I'm supporting an existing application written by another developer and I have a question as to whether the choices the data type the developer chose to store dates is affecting the performance of certain queries.
Relevant information: The application makes heavy use of a "Business Date" field in one of our tables. The data type for this business date is nvarchar(10) rather than a datetime data type. The format of the dates is "MM/DD/YYYY", so Christmas 2007 is stored as "12/25/2007".
Long story short, we have some heavy duty queries that run once a week and are taking a very long time to execute.
I'm re-writing this application from the ground up, but since I'm looking at this, I want to know if there is a performance difference between using the datetime data type compared to storing dates as they are in the current database.
You will both save disk-space and increase performance if you use datetime instead of nvarchar(10).
If you use the date-fields to do date-calculation (DATEADD etc) you will see a massive increase in query-execution-speed, because the fields do not need to be converted to datetime at runtime.
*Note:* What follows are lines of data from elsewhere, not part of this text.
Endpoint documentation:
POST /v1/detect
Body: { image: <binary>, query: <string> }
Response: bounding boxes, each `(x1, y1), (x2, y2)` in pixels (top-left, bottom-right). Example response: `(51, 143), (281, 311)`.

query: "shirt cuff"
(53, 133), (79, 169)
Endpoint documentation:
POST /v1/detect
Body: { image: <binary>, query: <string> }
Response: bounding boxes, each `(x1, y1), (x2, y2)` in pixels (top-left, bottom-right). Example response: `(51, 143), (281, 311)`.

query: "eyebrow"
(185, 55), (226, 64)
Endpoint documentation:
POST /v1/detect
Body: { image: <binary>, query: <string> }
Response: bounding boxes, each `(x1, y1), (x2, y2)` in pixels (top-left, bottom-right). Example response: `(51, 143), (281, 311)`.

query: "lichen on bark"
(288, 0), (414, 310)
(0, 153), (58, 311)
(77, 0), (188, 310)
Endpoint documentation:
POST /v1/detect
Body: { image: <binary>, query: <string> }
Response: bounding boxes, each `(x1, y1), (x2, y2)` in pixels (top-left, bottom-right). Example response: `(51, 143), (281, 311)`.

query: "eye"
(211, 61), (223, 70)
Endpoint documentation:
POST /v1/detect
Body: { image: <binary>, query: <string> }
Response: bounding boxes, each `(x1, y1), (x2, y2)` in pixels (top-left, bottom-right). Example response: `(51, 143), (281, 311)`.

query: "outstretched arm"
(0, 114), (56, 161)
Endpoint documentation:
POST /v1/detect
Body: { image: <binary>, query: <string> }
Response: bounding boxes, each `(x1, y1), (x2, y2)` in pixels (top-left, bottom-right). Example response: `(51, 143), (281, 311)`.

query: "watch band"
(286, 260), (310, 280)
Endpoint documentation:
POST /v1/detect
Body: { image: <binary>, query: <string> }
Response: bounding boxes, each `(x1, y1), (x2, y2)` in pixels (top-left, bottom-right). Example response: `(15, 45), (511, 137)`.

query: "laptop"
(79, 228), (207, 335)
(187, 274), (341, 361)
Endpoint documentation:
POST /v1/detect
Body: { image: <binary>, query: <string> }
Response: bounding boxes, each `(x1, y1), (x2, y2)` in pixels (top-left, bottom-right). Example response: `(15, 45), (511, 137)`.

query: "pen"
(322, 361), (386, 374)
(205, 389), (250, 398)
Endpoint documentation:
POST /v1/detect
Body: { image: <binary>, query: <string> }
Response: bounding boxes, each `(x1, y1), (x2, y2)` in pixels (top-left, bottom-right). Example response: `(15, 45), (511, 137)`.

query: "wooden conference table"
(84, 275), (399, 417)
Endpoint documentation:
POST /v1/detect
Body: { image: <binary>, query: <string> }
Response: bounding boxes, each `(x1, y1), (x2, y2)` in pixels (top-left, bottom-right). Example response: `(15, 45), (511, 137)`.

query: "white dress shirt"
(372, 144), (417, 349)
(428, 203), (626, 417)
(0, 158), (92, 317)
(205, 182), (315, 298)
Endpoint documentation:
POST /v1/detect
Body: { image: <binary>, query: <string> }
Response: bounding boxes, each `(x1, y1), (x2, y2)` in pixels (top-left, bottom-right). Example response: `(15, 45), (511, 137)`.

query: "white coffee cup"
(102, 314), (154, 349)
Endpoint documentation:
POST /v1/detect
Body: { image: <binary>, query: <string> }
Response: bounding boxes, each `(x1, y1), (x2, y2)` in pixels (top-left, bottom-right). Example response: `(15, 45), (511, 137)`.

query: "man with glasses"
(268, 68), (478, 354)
Operations over DATETIMEs are faster than over VARCHARs converted to DATETIMEs.
If your dates appear anywhere but in SELECT clause (like, you add them, DATEDIFF them, search for them in WHERE clause etc), then you should keep them in internal format.
There are a lot of reasons you should actually use DateTime rather than a varchar to store a date. Performance is one... but i would be concerned about queries like this:
SELECT *
FROM Table
WHERE DateField > '12/25/2007'
giving you the wrong results.
I cannot back this up with numbers, but the datetime-type should be a lot faster, since it can easily be compared, unlike the varchar. In my opinion, it is also worth a shot to look into UNIX timestamps as your data type.
I believe from an architectural perspective a Datetime would be a more efficient data type as it would be stored as a two 4-byte integers, whereas your nvarchar(10) will be stored as up to 22 bytes (two times the number of characters entered + 2 bytes.). Therefore potentially more than double the amount of storage space is required now in comparison to using a Datetime.
This of course has possible implications for indexing, as the smaller the data item, the more records you can fit on an index data page. This in turn produces a smaller index which is of course quicker to traverse and therefore will return results faster.
In summary, Datetime is the way to go.
The date filtering in the nvarchar field is not easy possible, as the data in the index is sorted lexicographically which doesn't match the sorting you would expect for the date. It's the problem with the date format "mm/dd/yyyy". That means "12/25/2007" will be after "12/01/2008" in a nvarchar index, but that's not what you want. "yyyy/mm/dd" would have been fine.
So, you should use a date field and convert the string values to date. You will surely get a big performance boost. That's if you can change the table schema.
Yes. datetime will be far more efficient for date calculations than varchar or nvarchar (why nvarchar - there's no way you've got real unicode in there, right?). Plus strings can be invalid and misinterpreted.
If you are only using the date part, your system may have a smaller date-only version of datetime.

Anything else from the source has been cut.